Lebih lanjut, Kurnia meminta KPPU harus lebih bijak dalam memeriksa dan memutus perkara, karena di negara yang sudah mapan penegakan hukum persaingan usahanya seperti Amerika Serikat dan European Community, tidak semua tindakan pelanggaran hukum persaingan usaha harus di hukum.
Tetapi KPPU harus mempertimbangan dampak positif yang harus lebih besar dari dampak negatif yang muncul, yang dalam hukum persaingan usaha di kenal dengan pendekatan rule of reason.
"Seperti contoh, Pelindo II yang saat ini manajemen dan operasionalnya efisien, tidak dapat dihukum hanya karena pesaingnya, seperti perusahaan bongkar muat lain, gulung tikar atau merugi," tegas Kurnia.
Ekonom Fakultas Ekonomi UI, Andi Fahmi Lubis, menegaskan pentingnya efisiensi BUMN pelabuhan. Bahwa hukum persaingan usaha, menurut Andi Fahmi Lubis, ditujukan untuk mencapai efisiensi, sehingga tidak dapat suatu perusahaan yang efisien, dihukum karena pelaku usaha yang tidak mampu bersaing dan inefisien, mati atau merugi.
Andi Fahmi justru berpendapat bahwa tersingkirnya pelaku usaha yang tidak efisien dalam pasar adalah tujuan dari hukum persaingan usaha itu sendiri, sehingga yang tersisa adalah pelaku usaha-pelaku usaha yang kompetitif dalam pasar.
Terkait dengan kualitas putusan KPPU, Andi Fahmi justru melihat peranan Mahkamah Agung sangat vital untuk meluruskan putusan KPPU yang salah.
"Sehingga penegakan hukum menjadi insentif bagi pelaku usaha, bukan disinsentif," kata Andi.
Kepala Biro Hukum Kementerian Perhubungan, Umar Aris membawakan makalah dengan judul "Peranan Kementerian Perhubungan sebagai Penanggung Jawa dan Regulator Dalam Industri Pelabuhan".
Dalam paparannya, Umar Aris, antara lain menyampaikan bahwa tatanan kepelabuhan merupakan sistem kepelabuhan secara nasional yang menggambarkan perencanaan kepalabuhan berdasarkan kawasan ekonomi, geografi, dan keunggulan komparatif serta kondisi alam.

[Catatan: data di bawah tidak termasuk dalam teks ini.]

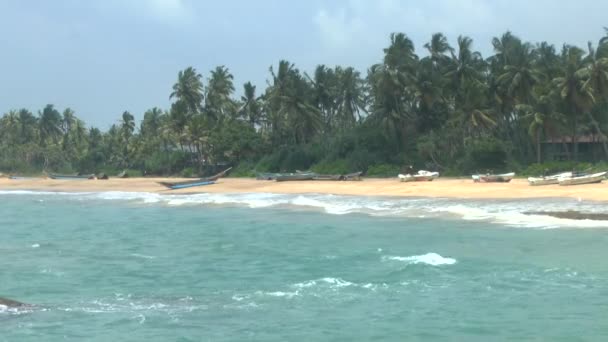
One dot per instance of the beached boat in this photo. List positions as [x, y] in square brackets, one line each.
[355, 176]
[585, 179]
[548, 180]
[295, 176]
[24, 178]
[421, 176]
[71, 177]
[196, 182]
[183, 185]
[500, 178]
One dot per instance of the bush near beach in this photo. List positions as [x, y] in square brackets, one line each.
[528, 107]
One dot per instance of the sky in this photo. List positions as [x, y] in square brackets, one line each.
[102, 57]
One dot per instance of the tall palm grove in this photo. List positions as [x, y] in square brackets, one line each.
[448, 109]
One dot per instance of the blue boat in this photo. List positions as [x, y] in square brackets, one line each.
[184, 185]
[71, 177]
[195, 182]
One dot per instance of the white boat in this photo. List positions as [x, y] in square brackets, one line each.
[501, 178]
[547, 180]
[421, 176]
[586, 179]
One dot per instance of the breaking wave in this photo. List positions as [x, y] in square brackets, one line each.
[432, 259]
[505, 212]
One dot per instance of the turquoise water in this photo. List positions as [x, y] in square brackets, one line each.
[141, 267]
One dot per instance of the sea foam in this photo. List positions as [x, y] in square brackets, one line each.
[504, 212]
[432, 259]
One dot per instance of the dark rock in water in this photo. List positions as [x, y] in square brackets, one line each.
[11, 303]
[571, 214]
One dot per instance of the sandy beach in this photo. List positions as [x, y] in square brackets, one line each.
[442, 187]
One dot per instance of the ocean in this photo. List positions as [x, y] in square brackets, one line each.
[122, 266]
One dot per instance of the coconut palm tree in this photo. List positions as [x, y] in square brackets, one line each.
[251, 109]
[400, 55]
[127, 127]
[189, 90]
[519, 75]
[49, 125]
[438, 49]
[218, 101]
[570, 86]
[466, 66]
[27, 126]
[351, 99]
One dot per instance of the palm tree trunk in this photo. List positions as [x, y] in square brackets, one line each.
[538, 146]
[601, 136]
[575, 138]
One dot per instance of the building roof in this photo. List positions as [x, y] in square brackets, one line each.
[587, 138]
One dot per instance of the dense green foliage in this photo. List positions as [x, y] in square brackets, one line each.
[450, 110]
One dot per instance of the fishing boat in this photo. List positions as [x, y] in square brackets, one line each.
[584, 179]
[184, 185]
[71, 177]
[295, 176]
[196, 182]
[355, 176]
[548, 180]
[488, 178]
[23, 178]
[421, 176]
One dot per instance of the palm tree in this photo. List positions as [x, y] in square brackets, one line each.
[400, 55]
[350, 99]
[595, 73]
[218, 102]
[27, 126]
[520, 74]
[50, 125]
[291, 111]
[151, 123]
[570, 86]
[389, 108]
[189, 90]
[127, 127]
[252, 108]
[542, 116]
[438, 48]
[466, 66]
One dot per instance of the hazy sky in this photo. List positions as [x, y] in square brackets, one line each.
[101, 57]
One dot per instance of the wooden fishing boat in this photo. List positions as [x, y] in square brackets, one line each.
[421, 176]
[71, 177]
[184, 185]
[196, 182]
[266, 176]
[295, 177]
[548, 180]
[585, 179]
[355, 176]
[500, 178]
[24, 178]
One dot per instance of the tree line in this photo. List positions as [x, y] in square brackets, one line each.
[451, 110]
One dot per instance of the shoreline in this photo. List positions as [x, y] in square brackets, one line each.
[457, 188]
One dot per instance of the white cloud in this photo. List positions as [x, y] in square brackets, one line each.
[360, 24]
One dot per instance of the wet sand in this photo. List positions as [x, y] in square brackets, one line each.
[442, 187]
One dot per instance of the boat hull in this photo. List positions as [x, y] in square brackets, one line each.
[421, 176]
[501, 178]
[70, 177]
[548, 180]
[588, 179]
[177, 186]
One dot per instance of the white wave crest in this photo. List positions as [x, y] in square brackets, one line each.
[504, 212]
[432, 259]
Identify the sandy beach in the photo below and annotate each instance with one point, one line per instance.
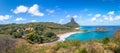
(65, 35)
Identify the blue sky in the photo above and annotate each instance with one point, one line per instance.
(85, 12)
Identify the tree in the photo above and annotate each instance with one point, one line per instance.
(6, 44)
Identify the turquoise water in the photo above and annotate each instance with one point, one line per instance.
(92, 35)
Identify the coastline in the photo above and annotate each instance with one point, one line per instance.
(65, 35)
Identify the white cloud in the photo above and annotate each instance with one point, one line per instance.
(19, 19)
(20, 9)
(111, 13)
(50, 11)
(117, 17)
(95, 17)
(4, 17)
(34, 21)
(104, 18)
(68, 16)
(75, 16)
(34, 10)
(89, 15)
(85, 9)
(61, 20)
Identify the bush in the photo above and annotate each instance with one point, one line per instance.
(106, 40)
(7, 44)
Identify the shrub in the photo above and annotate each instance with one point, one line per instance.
(106, 40)
(6, 44)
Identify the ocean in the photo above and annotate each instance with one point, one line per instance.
(92, 34)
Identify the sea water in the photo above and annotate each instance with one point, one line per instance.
(92, 34)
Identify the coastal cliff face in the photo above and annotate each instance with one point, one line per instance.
(72, 24)
(117, 34)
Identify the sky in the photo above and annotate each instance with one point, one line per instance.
(85, 12)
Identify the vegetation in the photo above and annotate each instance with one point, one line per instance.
(107, 45)
(35, 32)
(46, 32)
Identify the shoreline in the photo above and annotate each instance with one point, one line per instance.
(62, 37)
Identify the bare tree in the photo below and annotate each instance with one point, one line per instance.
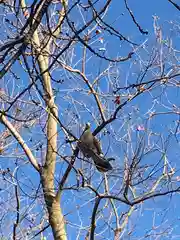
(63, 64)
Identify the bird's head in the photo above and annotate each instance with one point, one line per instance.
(88, 126)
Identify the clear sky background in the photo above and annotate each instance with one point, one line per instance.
(72, 97)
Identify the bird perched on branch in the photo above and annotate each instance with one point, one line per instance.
(91, 148)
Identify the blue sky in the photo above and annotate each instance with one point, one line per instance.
(72, 98)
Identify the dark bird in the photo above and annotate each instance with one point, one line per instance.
(91, 148)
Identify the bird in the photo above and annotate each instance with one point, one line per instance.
(91, 148)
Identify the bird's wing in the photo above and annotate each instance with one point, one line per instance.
(97, 145)
(102, 164)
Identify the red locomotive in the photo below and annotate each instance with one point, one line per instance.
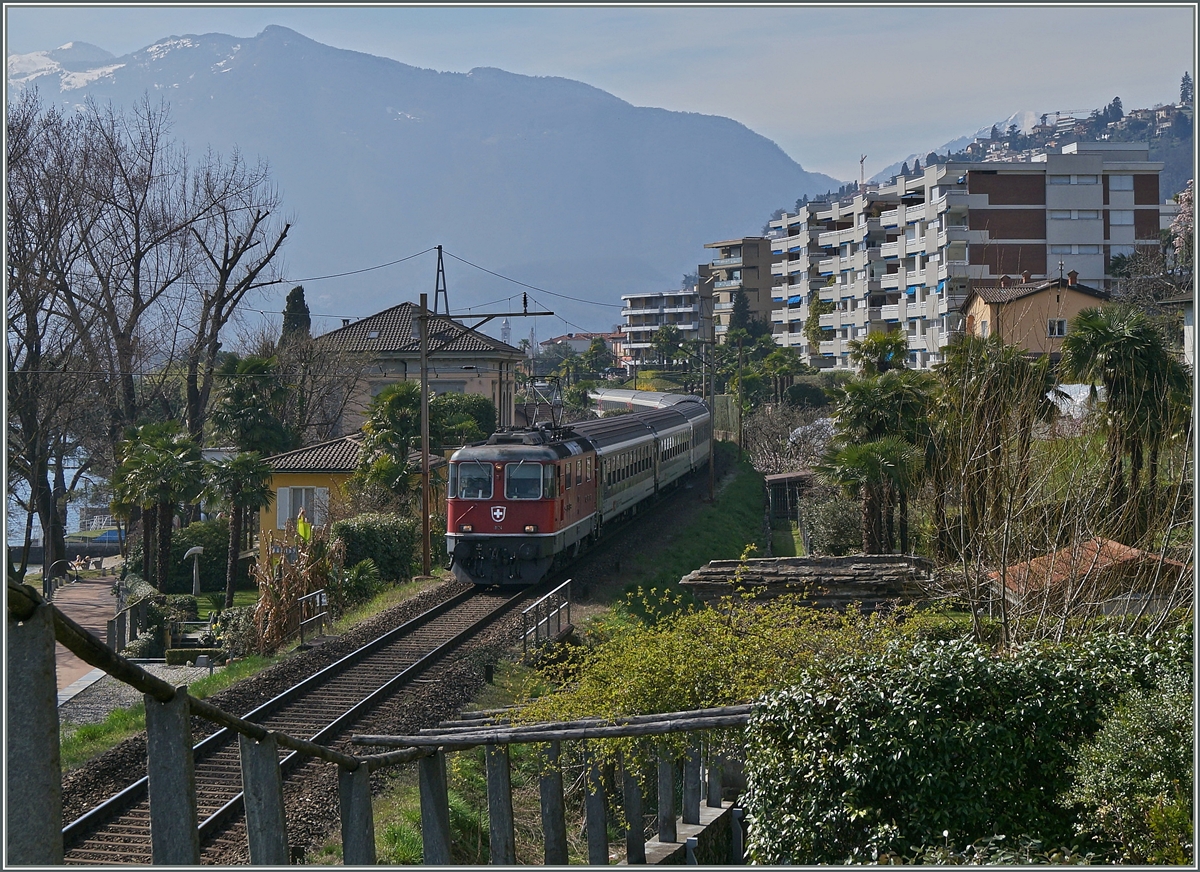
(527, 499)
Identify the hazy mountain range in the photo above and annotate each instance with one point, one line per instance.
(547, 180)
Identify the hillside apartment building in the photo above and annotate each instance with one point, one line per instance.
(904, 256)
(739, 264)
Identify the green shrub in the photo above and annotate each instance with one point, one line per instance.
(1134, 779)
(147, 644)
(834, 525)
(870, 755)
(237, 631)
(214, 537)
(358, 584)
(391, 541)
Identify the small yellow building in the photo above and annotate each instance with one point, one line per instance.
(312, 477)
(1035, 316)
(305, 479)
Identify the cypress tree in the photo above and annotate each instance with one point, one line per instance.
(297, 320)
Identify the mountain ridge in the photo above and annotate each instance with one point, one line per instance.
(587, 193)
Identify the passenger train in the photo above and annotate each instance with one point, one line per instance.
(529, 499)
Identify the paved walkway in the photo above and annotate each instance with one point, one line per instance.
(90, 603)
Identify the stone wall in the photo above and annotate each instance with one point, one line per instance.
(828, 582)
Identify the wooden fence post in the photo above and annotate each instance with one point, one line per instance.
(34, 776)
(666, 797)
(499, 806)
(174, 839)
(691, 786)
(598, 825)
(358, 817)
(553, 816)
(263, 798)
(738, 847)
(435, 810)
(635, 833)
(713, 776)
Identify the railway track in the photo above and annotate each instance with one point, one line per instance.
(319, 708)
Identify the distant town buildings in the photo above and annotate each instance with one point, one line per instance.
(905, 256)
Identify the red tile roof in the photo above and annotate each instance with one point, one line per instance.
(1075, 563)
(335, 456)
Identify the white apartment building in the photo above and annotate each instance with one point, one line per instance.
(645, 313)
(901, 256)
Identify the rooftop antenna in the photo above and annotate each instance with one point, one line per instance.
(439, 286)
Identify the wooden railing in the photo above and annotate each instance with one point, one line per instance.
(35, 780)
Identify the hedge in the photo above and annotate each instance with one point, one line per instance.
(391, 541)
(934, 741)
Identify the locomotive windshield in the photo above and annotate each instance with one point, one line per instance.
(471, 480)
(522, 481)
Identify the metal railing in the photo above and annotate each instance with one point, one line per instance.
(317, 603)
(546, 613)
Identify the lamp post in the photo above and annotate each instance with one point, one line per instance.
(424, 325)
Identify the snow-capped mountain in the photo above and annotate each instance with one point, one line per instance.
(549, 180)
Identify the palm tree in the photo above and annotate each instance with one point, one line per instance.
(161, 468)
(247, 408)
(243, 483)
(1119, 348)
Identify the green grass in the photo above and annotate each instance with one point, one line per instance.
(82, 744)
(391, 596)
(786, 541)
(717, 531)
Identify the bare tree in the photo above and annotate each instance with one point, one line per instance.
(45, 382)
(238, 244)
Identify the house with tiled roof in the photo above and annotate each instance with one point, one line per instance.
(461, 360)
(1033, 314)
(310, 477)
(1095, 576)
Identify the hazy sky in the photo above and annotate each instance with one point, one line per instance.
(826, 83)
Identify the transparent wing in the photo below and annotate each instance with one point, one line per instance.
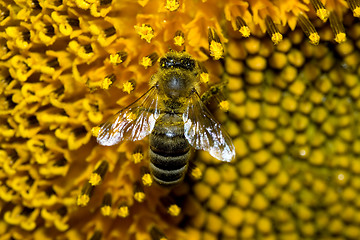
(133, 122)
(204, 132)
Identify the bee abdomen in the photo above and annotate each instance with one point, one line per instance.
(167, 174)
(169, 150)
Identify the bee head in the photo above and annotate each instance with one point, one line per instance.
(185, 62)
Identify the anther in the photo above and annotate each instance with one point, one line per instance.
(137, 156)
(156, 234)
(108, 81)
(105, 2)
(172, 5)
(26, 36)
(36, 5)
(123, 210)
(179, 38)
(106, 204)
(62, 211)
(355, 7)
(145, 31)
(50, 31)
(139, 194)
(109, 31)
(149, 60)
(129, 86)
(53, 63)
(337, 27)
(309, 29)
(98, 174)
(242, 27)
(171, 207)
(146, 177)
(320, 9)
(118, 57)
(88, 48)
(96, 236)
(215, 46)
(74, 22)
(273, 31)
(86, 192)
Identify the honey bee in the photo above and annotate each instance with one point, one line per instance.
(172, 112)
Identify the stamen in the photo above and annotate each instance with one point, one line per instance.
(105, 2)
(129, 86)
(36, 5)
(145, 31)
(86, 192)
(4, 13)
(179, 38)
(108, 81)
(355, 7)
(204, 75)
(146, 177)
(224, 105)
(118, 57)
(88, 48)
(273, 31)
(309, 29)
(62, 211)
(106, 204)
(74, 22)
(50, 31)
(242, 27)
(320, 9)
(123, 210)
(156, 234)
(26, 36)
(98, 175)
(96, 236)
(172, 208)
(137, 156)
(196, 173)
(109, 31)
(215, 46)
(149, 60)
(139, 194)
(53, 63)
(338, 28)
(172, 5)
(95, 131)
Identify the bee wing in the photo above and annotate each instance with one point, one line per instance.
(204, 132)
(133, 122)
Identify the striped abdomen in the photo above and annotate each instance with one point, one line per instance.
(169, 150)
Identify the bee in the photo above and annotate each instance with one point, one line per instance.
(176, 119)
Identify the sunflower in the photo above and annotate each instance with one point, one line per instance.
(291, 104)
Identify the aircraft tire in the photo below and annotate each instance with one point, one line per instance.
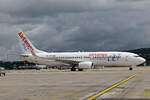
(130, 68)
(80, 69)
(73, 69)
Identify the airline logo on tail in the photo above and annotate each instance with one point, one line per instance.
(24, 39)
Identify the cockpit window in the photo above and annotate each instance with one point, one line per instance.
(137, 56)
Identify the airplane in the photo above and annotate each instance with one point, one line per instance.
(77, 60)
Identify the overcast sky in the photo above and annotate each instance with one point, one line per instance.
(75, 25)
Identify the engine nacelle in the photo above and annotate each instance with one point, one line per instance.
(85, 65)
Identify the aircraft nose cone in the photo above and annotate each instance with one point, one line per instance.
(141, 60)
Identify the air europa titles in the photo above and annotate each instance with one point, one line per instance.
(110, 57)
(97, 54)
(26, 42)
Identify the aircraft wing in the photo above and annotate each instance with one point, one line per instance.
(71, 62)
(19, 55)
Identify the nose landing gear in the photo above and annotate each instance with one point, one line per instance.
(130, 68)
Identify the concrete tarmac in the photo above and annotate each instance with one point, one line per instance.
(66, 85)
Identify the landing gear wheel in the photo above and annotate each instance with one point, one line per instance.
(130, 68)
(80, 69)
(73, 69)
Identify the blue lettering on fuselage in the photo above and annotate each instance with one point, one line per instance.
(114, 57)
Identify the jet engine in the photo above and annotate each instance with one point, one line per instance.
(85, 65)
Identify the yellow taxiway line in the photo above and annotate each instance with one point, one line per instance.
(113, 86)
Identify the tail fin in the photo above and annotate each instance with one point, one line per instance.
(27, 45)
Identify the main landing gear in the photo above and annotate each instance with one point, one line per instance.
(73, 68)
(130, 68)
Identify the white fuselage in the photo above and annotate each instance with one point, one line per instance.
(97, 58)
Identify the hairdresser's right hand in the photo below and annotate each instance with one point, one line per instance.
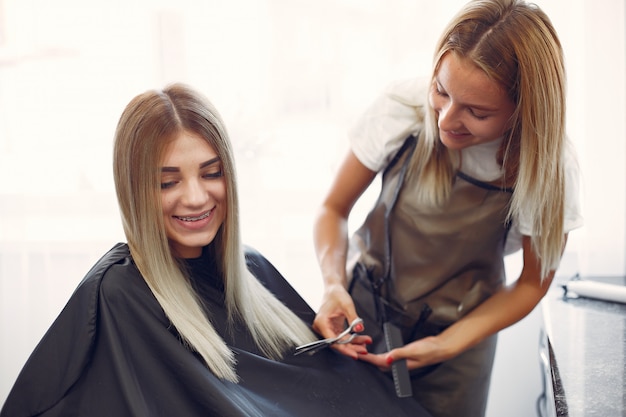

Untuk mewujudkan penyelenggaraan pelabuhan yang andal dan berkemampuan tinggi, menjamin efisiensi, dan mempunyai daya saing global untuk menunjang pembangunan nasional dan daerah yang berwawasan nusantara.
Umar Aris juga menjelaskan tentang tugas dan wewenang Unit Penyelenggaraan Pelabuhan (UPP), yakni menyediakan dan memelihara penahan gelombang, kolam pelabuhan, dan alur pelayaran.
Selain itu, menyediakan dan memelihara sarana bantu navigasi pelayaran; menjamin keamanan dan ketertiban di pelabuhan; memelihara kelestarian lingkungan di pelabuhan; menyusun rencana induk pelabuhan; menjamin kelancaran arus barang, dan menyediakan fasilitas pelabuhan.